Saturday, December 16, 2006

Mendoza v. California, Act 1.1: The Daily News

LAUSD PLAN GOES TO COURT: Legality of mayor's plan to take over part of school district is questioned.

By Naush Boghossian, Staff writer, Los Angeles Newspaper Group (Daily News)

Dec. 16, 2006 - Mayor Antonio Villaraigosa's hard-fought effort to reform the Los Angeles Unified School District culminated Friday in a three-hour courtroom showdown, with attorneys debating the legality of the law that will determine who controls the nation's second-largest school district.

Superior Court Judge Dzintra Janavs said she hoped to rule by Thursday on the legal challenge to Assembly Bill 1381, which gives Villaraigosa responsibility for three school "clusters" and a 28-member council of mayors authority over the rest. It also grants local educators greater authority in operating their own campuses.

Even as lawyers debated the validity of the complex law, Janavs questioned whether some of its provisions should be overturned.

"I do want to hear both sides ... in case I decide at least part of this is unconstitutional," she said. "It's very clear this was a compromise measure. I don't know how you can avoid that.

"How do I figure out which was quid pro quo for what?"

Thomas Saenz, the mayor's chief counsel, said that invalidating Villaraigosa's ability to take over the low-performing schools would gut the mayor's hard-fought reform effort.

"This is intended as a package designed to increase accountability and community involvement in education and thereby improve the schools and those are significant parts of the package," he said. "But that said, every piece of the package is important and we think that every piece of the package would lead to some incremental improvement."

LAUSD's chief attorney, Kevin S. Reed, argued that AB1371 was passed by the Legislature and signed by the governor even though the state's legislative counsel had concluded the bill was unconstitutional.

After the hearing, Reed told reporters he was pleased by the thorough nature of Janavs' questions.

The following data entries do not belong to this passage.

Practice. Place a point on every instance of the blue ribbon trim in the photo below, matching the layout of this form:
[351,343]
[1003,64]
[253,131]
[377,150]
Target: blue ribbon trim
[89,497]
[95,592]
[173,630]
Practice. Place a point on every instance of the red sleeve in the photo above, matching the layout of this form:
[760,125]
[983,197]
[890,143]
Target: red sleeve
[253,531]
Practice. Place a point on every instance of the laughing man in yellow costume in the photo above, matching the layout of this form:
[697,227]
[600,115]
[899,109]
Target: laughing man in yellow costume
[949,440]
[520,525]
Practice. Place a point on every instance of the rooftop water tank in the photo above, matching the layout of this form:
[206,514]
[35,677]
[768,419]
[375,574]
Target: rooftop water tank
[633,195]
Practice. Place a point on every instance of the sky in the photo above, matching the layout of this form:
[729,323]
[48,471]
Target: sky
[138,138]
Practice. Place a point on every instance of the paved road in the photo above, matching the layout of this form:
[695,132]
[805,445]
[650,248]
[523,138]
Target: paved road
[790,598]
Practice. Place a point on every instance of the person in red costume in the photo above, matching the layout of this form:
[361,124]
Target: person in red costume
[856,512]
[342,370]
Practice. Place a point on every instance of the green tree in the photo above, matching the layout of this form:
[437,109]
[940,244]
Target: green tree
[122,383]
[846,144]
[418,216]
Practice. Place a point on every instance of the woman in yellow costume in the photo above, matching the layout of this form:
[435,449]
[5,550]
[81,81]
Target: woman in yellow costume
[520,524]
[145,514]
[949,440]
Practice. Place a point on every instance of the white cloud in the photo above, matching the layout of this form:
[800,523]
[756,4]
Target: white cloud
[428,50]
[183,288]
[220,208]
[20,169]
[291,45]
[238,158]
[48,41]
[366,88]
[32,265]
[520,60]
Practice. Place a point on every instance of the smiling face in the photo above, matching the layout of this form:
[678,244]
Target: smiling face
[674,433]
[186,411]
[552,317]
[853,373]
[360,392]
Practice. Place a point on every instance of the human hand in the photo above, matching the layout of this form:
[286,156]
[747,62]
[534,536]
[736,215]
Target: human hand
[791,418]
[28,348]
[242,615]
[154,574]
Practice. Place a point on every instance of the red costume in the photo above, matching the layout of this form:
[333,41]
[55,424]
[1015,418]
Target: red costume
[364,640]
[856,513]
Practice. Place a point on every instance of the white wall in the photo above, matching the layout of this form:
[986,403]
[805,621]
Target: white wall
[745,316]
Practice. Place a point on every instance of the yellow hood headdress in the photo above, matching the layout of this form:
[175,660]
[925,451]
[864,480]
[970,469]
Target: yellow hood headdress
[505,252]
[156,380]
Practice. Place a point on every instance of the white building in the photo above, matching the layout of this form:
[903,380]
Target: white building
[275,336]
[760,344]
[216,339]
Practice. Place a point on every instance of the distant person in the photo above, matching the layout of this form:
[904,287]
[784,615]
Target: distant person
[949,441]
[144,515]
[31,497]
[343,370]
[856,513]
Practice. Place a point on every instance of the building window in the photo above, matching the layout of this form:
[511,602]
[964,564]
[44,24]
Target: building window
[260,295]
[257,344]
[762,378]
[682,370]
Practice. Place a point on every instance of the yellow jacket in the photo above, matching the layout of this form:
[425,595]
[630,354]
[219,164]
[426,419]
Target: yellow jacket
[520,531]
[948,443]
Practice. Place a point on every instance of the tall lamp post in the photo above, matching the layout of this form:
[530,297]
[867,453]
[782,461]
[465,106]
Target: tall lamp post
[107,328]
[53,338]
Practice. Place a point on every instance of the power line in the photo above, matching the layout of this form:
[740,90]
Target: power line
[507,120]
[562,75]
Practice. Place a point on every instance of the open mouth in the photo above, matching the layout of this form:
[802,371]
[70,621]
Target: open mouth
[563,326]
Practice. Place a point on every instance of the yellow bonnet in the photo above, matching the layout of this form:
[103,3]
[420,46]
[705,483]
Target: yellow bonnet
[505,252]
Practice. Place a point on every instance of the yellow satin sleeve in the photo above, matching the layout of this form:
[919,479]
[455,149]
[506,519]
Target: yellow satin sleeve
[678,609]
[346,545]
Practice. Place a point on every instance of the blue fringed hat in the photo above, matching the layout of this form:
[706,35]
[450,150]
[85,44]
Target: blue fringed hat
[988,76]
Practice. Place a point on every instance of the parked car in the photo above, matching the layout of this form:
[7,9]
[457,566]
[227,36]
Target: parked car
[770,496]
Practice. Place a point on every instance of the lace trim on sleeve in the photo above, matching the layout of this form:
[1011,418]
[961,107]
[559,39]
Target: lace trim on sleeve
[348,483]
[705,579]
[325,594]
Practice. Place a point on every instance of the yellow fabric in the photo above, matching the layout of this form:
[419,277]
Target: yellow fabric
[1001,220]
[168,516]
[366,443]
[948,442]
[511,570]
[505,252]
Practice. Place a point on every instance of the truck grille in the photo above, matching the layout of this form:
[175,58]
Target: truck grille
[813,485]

"What we wanted was our day in court and we absolutely got our day in court," Reed said. "I think she wanted to hear all the issues."

Fred Woocher, Reed's co-counsel, said Janavs was obviously aware that political compromises had been made to get the bill approved.

"I think she was very astute in recognizing how much of a political compromise the passage of this bill was," he said. "In the context in which this bill was crafted and all the dealmaking that went on, it really is difficult to believe if any piece of it were taken away that it would have gotten sufficient votes to pass."

Villaraigosa released a statement saying he believed his reform bill will remain intact.

"I believe the courts will rule AB1381 to be constitutional, which will allow us all to move past the lawsuit and begin implementing the reforms," he said.

The lawsuit was filed in October by a LAUSD-led coalition which claimed AB1381 violates the state Constitution, which mandates a separation between a city governments and its education system.

The suit also claims the bill violates the Los Angeles City Charter, which sets forth the duties of the mayor, but does not grant him authority over public schools.

Additionally, the suit alleges the bill disenfranchises voters who are served by Los Angeles Unified but don't live in Los Angeles.

School board member David Tokofsky sat through most of the arguments, which he said offered more debate about the law than during the legislative process.

He expressed concern about a ruling that would invalidate only portions of the law.

"On the surface it seems to make a convoluted law simpler, but it will make the administration of schools less understandable and clear to moms and dads trying to understand the system.

"Depending on which way they did it, it would be a significant addition to the breakup discussion."